Because you’re worth it? What an author REALLY earns...
Since the Great Horse stories are obviously boring people to death, I have decided to blog about money this week for a change. Last weekend, the Guardian magazine carried an interesting article on typical earnings for various professions. My author (who is permanently panicking about the state of her bank balance) was glued to it! Here they are in ascending order of earning power:
Cleaner: £5,000
Alternative Therapist: £5,000
Waiter: £9,000
Small Shop Owner: £9,600 - £12,000
Milkman: £15,000
Architect: £25,000
Cartographer: £20,000 + 1% of sales
Canon (church): £22,000 + rent-free vicarage
Mechanic: £23,400
Pub Landlady: £25,000
Landscape Gardener: £28,000
Police Constable: £28,000
Oxfam Head of PR: £40,000
Psychotherapist: £40,000
Pharmacist: £40,157
Speech Therapist: £40,050
GP: £51,000
Dentist (private practice): £57,500
Criminal Barrister: up to £60,000
Member of Parliament: £65,738
Reality TV Director: £67,000
Airline Pilot: £120,000
Journalist: between £180,000 and £200,000
Banker: £170,000 + annual bonus of £400,000
Notably, there were no authors in the Guardian article. Why not? Aren’t people curious enough? Couldn’t they find an author willing to tell them? Or does the (rather high-earning, in the Muse's opinion) journalist make up for it?

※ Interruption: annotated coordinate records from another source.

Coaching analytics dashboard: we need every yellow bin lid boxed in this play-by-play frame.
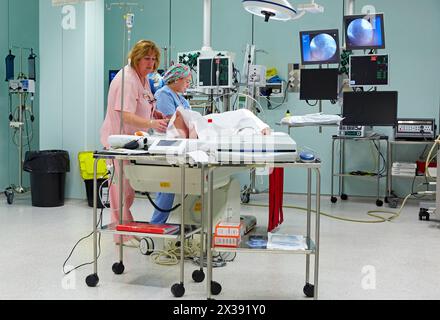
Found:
[78,151,108,180]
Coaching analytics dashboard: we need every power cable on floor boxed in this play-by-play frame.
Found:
[242,192,416,223]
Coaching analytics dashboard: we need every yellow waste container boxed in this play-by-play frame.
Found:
[78,151,110,209]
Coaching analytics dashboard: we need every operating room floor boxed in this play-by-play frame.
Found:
[0,194,440,300]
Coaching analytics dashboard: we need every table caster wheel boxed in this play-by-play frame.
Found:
[303,283,315,298]
[419,208,429,221]
[86,273,99,287]
[241,192,251,203]
[112,261,125,274]
[211,281,222,296]
[192,270,205,282]
[5,190,14,204]
[139,238,154,256]
[171,283,185,298]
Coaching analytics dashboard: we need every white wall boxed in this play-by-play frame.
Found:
[39,0,104,198]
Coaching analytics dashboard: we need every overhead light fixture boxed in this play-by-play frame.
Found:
[241,0,304,22]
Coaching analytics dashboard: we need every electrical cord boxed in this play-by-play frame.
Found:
[63,168,114,275]
[242,193,414,223]
[151,240,200,266]
[63,208,104,275]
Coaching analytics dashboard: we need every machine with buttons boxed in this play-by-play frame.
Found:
[394,119,436,140]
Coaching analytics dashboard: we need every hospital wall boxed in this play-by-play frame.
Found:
[0,0,434,202]
[105,0,440,196]
[39,0,104,199]
[0,0,40,195]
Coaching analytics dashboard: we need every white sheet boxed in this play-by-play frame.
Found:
[167,107,269,139]
[281,113,344,126]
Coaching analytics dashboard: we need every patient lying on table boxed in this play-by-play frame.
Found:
[150,107,271,223]
[167,107,271,139]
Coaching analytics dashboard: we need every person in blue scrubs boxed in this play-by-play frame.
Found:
[150,64,191,223]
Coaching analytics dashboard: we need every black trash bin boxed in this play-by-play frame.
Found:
[23,150,70,207]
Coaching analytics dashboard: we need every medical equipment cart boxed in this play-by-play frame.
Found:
[330,134,389,207]
[206,162,321,299]
[86,150,205,297]
[388,140,435,201]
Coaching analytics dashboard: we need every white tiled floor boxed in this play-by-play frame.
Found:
[0,195,440,300]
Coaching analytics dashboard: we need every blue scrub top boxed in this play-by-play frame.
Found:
[154,85,190,116]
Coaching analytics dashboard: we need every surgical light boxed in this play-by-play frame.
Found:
[242,0,302,22]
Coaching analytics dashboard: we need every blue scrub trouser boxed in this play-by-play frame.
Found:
[150,192,174,223]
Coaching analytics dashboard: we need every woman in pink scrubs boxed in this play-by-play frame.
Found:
[101,40,168,242]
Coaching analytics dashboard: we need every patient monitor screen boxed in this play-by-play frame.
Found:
[344,13,385,50]
[299,29,340,64]
[157,140,182,147]
[342,91,398,126]
[198,57,232,87]
[350,54,388,87]
[300,69,338,100]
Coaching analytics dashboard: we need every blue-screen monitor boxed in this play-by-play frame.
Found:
[299,29,340,65]
[344,13,385,50]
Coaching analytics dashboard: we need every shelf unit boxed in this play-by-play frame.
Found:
[330,135,390,207]
[387,140,436,197]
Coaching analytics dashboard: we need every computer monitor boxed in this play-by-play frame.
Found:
[342,91,398,126]
[197,56,233,89]
[349,54,389,87]
[344,13,385,50]
[299,69,338,100]
[299,29,341,64]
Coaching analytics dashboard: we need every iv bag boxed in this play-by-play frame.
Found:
[5,50,15,81]
[28,50,37,80]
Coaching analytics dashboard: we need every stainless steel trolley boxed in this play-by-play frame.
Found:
[330,135,389,207]
[86,151,205,297]
[206,162,321,299]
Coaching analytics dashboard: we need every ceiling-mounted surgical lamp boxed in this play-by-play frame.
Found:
[241,0,324,22]
[241,0,298,22]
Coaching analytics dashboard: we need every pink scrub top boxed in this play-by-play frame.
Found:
[101,65,156,148]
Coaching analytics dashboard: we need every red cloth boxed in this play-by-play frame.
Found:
[267,168,284,232]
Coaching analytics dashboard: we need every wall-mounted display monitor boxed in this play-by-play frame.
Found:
[197,56,233,89]
[299,68,339,100]
[299,29,341,64]
[342,91,398,126]
[344,13,385,50]
[349,54,389,87]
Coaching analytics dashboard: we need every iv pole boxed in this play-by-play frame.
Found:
[106,2,143,255]
[4,46,36,204]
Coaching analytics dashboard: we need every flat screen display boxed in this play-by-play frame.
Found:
[342,91,398,126]
[344,13,385,50]
[350,54,388,87]
[299,69,338,100]
[197,57,232,87]
[157,140,182,147]
[299,29,340,64]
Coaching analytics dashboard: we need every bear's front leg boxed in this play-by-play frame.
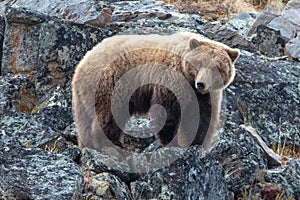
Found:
[150,90,181,146]
[95,87,127,148]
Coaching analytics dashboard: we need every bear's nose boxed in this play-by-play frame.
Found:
[197,81,205,90]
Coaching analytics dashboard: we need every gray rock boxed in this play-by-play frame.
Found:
[208,129,268,193]
[225,12,260,37]
[131,147,229,200]
[0,78,11,115]
[282,0,300,31]
[284,32,300,61]
[107,0,201,34]
[31,85,73,131]
[267,17,296,40]
[238,82,300,146]
[204,23,256,51]
[0,141,83,200]
[248,8,280,36]
[1,0,111,27]
[83,173,132,200]
[0,110,59,147]
[61,122,77,144]
[264,160,300,199]
[252,25,288,57]
[80,147,134,182]
[1,75,37,113]
[1,7,107,97]
[0,16,5,69]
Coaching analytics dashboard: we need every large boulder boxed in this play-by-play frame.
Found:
[0,140,83,200]
[1,7,107,97]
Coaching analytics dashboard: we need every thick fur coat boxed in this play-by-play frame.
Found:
[72,33,239,149]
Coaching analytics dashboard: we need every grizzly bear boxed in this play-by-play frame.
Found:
[72,33,239,149]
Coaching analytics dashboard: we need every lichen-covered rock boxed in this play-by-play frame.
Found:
[1,7,107,97]
[0,141,83,200]
[284,32,300,61]
[131,146,229,200]
[80,147,134,182]
[83,171,132,200]
[252,25,289,57]
[205,23,256,51]
[239,82,300,146]
[0,110,59,147]
[107,0,201,34]
[264,160,300,199]
[209,127,268,193]
[31,85,73,131]
[225,12,260,37]
[282,0,300,31]
[2,0,111,27]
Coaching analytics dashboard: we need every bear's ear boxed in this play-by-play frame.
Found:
[226,49,240,63]
[190,38,201,49]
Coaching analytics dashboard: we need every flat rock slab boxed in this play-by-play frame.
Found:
[238,82,300,146]
[0,141,83,200]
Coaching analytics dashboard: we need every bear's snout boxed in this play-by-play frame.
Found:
[196,81,208,94]
[197,81,205,90]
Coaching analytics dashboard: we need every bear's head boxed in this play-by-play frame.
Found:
[185,39,240,94]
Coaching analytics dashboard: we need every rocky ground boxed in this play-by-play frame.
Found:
[0,0,300,200]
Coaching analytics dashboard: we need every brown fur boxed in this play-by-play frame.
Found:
[72,33,239,149]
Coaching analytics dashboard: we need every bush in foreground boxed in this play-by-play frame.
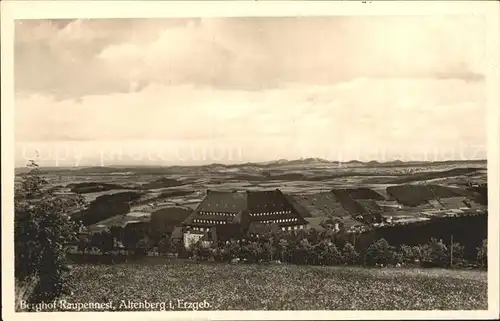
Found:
[14,161,83,303]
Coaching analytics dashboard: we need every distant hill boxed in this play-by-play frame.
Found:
[15,158,486,175]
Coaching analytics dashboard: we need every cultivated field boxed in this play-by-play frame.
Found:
[57,263,487,310]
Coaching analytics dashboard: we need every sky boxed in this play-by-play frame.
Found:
[15,15,487,166]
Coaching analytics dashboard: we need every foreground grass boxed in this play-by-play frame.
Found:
[55,264,487,310]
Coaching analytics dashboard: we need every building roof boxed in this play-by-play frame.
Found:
[196,190,246,213]
[248,222,280,234]
[184,189,307,227]
[291,192,349,217]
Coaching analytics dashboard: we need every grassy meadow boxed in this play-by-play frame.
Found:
[56,263,488,310]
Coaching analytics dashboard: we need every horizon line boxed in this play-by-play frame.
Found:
[14,157,488,169]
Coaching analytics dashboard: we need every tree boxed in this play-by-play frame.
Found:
[14,161,84,302]
[477,240,488,268]
[342,242,359,264]
[422,238,450,267]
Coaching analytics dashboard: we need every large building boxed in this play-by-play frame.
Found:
[184,189,307,233]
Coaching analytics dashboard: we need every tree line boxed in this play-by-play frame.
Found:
[78,227,487,268]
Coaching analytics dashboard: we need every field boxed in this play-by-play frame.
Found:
[57,262,488,310]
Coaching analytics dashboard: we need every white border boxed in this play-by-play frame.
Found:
[1,1,500,321]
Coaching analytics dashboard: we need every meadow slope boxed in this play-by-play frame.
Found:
[55,263,487,310]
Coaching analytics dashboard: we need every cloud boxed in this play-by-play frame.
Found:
[16,79,486,148]
[15,16,485,99]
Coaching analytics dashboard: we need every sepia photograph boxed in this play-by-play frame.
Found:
[2,1,498,318]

These are the Muse’s theories:
(1) Authors’ earnings vary widely, so to take any single author and ask how much they earn would be misleading as a glimpse of the profession as a whole.
(2) If you ask a particular author what they earned last year, and what they earned ten years ago, the two figures are likely to be wildly different. An author’s earnings can only really be calculated as an average over the course of their career, and taking a snapshot in a single year is likely to be misleading.

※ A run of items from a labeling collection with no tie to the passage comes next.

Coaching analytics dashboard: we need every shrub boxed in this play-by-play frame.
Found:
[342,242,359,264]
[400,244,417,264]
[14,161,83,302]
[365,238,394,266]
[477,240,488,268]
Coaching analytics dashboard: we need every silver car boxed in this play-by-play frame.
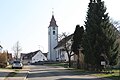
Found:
[12,60,23,69]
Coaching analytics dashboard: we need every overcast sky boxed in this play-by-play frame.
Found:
[0,0,120,53]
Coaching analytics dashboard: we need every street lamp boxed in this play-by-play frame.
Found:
[38,45,44,52]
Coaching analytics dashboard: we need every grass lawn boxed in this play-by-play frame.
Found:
[44,63,68,68]
[92,70,120,80]
[45,63,120,80]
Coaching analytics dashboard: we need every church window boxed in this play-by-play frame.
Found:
[53,27,55,30]
[53,31,55,35]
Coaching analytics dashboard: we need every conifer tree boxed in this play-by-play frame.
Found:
[84,0,118,70]
[71,25,84,68]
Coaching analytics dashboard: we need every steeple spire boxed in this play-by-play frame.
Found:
[49,11,58,27]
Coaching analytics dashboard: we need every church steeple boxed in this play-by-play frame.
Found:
[49,13,58,27]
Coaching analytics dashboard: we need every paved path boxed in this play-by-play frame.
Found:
[27,66,109,80]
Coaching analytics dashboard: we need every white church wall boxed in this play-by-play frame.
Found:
[31,51,47,63]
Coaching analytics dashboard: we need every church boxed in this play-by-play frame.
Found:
[47,15,58,61]
[47,15,74,61]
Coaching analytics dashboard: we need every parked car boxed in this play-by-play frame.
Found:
[12,60,23,69]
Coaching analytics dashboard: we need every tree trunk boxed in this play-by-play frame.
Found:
[68,56,71,68]
[77,53,80,69]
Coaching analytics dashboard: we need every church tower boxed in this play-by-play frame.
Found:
[48,15,58,61]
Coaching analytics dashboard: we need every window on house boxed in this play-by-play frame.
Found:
[53,31,55,35]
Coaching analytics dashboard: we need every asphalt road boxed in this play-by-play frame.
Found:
[27,65,102,80]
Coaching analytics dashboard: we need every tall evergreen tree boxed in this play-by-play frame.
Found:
[84,0,117,70]
[71,25,84,68]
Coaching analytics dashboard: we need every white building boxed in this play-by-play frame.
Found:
[47,15,58,61]
[31,50,47,63]
[21,50,47,64]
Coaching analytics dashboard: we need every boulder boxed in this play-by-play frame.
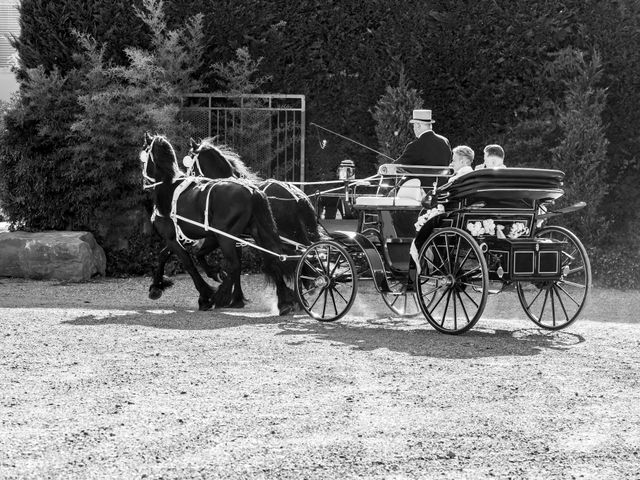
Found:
[0,231,107,282]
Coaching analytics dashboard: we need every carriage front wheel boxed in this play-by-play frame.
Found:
[296,241,358,322]
[517,225,591,330]
[416,227,489,334]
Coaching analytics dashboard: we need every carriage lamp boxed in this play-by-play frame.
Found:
[338,160,356,180]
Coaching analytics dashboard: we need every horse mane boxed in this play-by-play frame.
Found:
[198,138,262,182]
[153,135,184,179]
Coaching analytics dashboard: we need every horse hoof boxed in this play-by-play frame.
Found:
[229,300,244,308]
[149,286,162,300]
[279,305,293,317]
[198,300,213,312]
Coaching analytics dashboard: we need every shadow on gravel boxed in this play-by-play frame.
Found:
[62,310,585,358]
[61,310,285,330]
[280,322,585,358]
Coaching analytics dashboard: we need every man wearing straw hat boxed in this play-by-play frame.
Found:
[384,110,451,237]
[393,110,451,187]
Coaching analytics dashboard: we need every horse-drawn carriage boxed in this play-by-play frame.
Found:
[143,132,591,334]
[296,164,591,333]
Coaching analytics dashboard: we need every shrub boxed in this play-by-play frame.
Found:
[372,67,424,163]
[0,0,202,274]
[551,49,609,244]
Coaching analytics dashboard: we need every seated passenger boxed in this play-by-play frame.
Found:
[476,144,507,170]
[449,145,475,182]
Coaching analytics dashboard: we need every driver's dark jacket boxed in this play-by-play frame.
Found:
[393,130,451,187]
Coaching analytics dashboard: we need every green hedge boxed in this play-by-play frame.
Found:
[2,0,640,284]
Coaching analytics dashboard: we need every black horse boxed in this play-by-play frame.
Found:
[189,139,325,245]
[185,139,328,292]
[140,133,295,315]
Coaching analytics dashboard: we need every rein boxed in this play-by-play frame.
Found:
[140,138,162,190]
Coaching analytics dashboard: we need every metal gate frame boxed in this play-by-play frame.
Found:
[182,93,306,182]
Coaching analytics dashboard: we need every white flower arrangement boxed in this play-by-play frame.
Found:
[414,205,444,232]
[467,222,485,237]
[509,222,529,238]
[467,219,529,239]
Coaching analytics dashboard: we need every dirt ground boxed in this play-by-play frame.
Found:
[0,276,640,479]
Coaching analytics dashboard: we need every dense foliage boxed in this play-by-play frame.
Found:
[0,0,203,273]
[0,0,640,284]
[373,68,423,163]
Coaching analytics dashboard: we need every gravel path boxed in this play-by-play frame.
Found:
[0,276,640,479]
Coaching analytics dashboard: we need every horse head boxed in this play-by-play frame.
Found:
[191,137,260,182]
[139,132,182,188]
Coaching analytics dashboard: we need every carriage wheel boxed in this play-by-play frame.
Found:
[416,227,489,334]
[296,241,358,322]
[517,226,591,330]
[380,279,420,317]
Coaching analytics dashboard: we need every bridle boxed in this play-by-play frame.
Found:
[182,148,204,177]
[140,138,162,190]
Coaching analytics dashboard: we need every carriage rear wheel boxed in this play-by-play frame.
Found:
[380,279,420,317]
[416,227,489,334]
[295,241,358,322]
[517,226,591,330]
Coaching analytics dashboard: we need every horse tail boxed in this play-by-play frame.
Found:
[251,190,296,280]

(3) Authors do not like to embarrass their publisher or themselves by giving exact details of their advance or royalty deal, which can give rise to such vagueness in interviews as “four figure advance” (a typical advance for a children’s book is between £1,000 and £9,000), which can interpreted as “four zeroes” by the interviewer and erroneously reported as anywhere between £10,000 and £90,000 according to how well the author is seen to be doing at the time!

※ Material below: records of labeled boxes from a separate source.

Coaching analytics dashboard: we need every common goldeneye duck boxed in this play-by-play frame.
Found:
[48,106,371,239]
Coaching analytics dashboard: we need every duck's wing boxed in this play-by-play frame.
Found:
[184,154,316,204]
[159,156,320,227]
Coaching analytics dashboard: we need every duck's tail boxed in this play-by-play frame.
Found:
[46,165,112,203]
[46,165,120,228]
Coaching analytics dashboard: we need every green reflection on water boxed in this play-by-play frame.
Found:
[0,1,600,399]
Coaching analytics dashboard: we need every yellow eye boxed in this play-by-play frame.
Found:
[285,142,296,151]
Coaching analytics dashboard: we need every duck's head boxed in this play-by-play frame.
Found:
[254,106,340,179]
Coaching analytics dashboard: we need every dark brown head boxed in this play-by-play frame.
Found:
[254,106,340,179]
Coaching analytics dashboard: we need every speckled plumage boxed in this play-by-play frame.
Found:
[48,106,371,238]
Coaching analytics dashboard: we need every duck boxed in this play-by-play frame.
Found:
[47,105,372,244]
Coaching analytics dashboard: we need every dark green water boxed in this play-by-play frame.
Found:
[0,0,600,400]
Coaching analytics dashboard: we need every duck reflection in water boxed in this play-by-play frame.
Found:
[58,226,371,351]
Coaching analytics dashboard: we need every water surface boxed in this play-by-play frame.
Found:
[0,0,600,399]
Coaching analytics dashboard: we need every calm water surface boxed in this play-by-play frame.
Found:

(4) The Guardian didn’t need to interview an author, since everybody knows authors are all millionaires like JK Rowling.
All right, if they had interviewed JK Rowling, she would probably appear at the end of the list, some way after the Banker. But what about normal authors who haven’t had a Hollywood film deal for seven books or written a runaway best-seller? What can you realistically expect to earn over the course of your career if you have average success, win an award or two, collect a handful of foreign language translations, and have the occasional brief flirt with a best-seller list?
Well, my author has done all those things, and she has now been doing her author accounts for 13 years, which is long enough to give a fair spread of her earnings. So I prodded her with my glittery horn and asked her to spill the beans. She can’t give details of contracts or advances here because she obviously has to respect her confidentiality clauses, but since she's self-employed there’s nothing to stop her making public her annual earnings, so you can compare these to the figures listed above.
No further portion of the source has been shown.